1: How could you rewrite the expression (-3+5)+8+(-1) using the Associative Property of Addition?
A- -3-8+(5+1)
B- (-3+(-1))+(5+8)
C- -3(5+8)+(-1)
D- 5+8+3+1
2: Which property is represented by 5+(-8)=-8+5?
A- Identity
B- Associative
C- Commutative
D- Distributive
1: The Associative Property of Addition states that the grouping of numbers does not affect the sum. To rewrite the expression (-3+5)+8+(-1) using this property, we need to regroup the numbers.
(-3+5)+8+(-1):
We can group the first two numbers (-3 and 5) and the last two numbers (8 and -1):
((-3+5)+8)+(-1)
Now, we can simplify the expression within each set of parentheses:
((-3+5)+8)+(-1) = (2+8)+(-1)
Finally, we simplify further to get the rewritten expression:
(2+8)+(-1) = 10+(-1)
So, the expression (-3+5)+8+(-1) can be rewritten as 10+(-1), or simply 10-1.
Answer: D- 10-1
2: The property represented by 5+(-8)=-8+5 is the Commutative Property of Addition.
The Commutative Property of Addition states that the order of addition does not affect the sum. In other words, you can add two numbers in any order and still get the same result.
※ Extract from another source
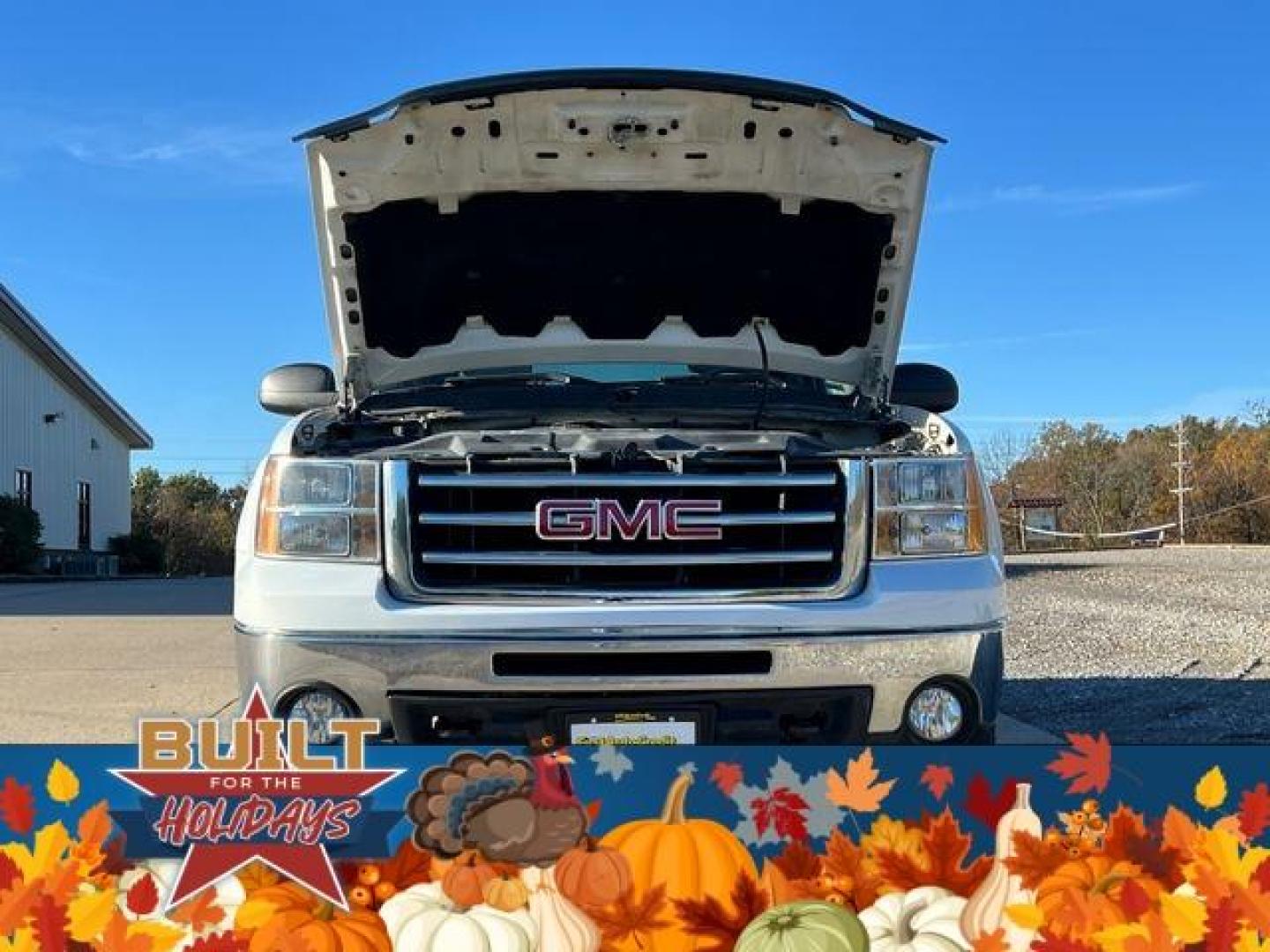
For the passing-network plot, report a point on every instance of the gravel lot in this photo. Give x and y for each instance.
(1151, 645)
(1166, 645)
In this case, 5+(-8) and -8+5 have the same sum. Therefore, the property being represented here is the Commutative Property of Addition.
Answer: C- Commutative
#1 None of the above
The Associative Property property says that
(a+b)+c = a+(b+c)
That is, you can move the parentheses around, but you don't change the ordering of the numbers.
A and B might be candidates, but they also switch things around, which is using the Commutative Property.
#2. So, as noted above, choice C is the correct one here.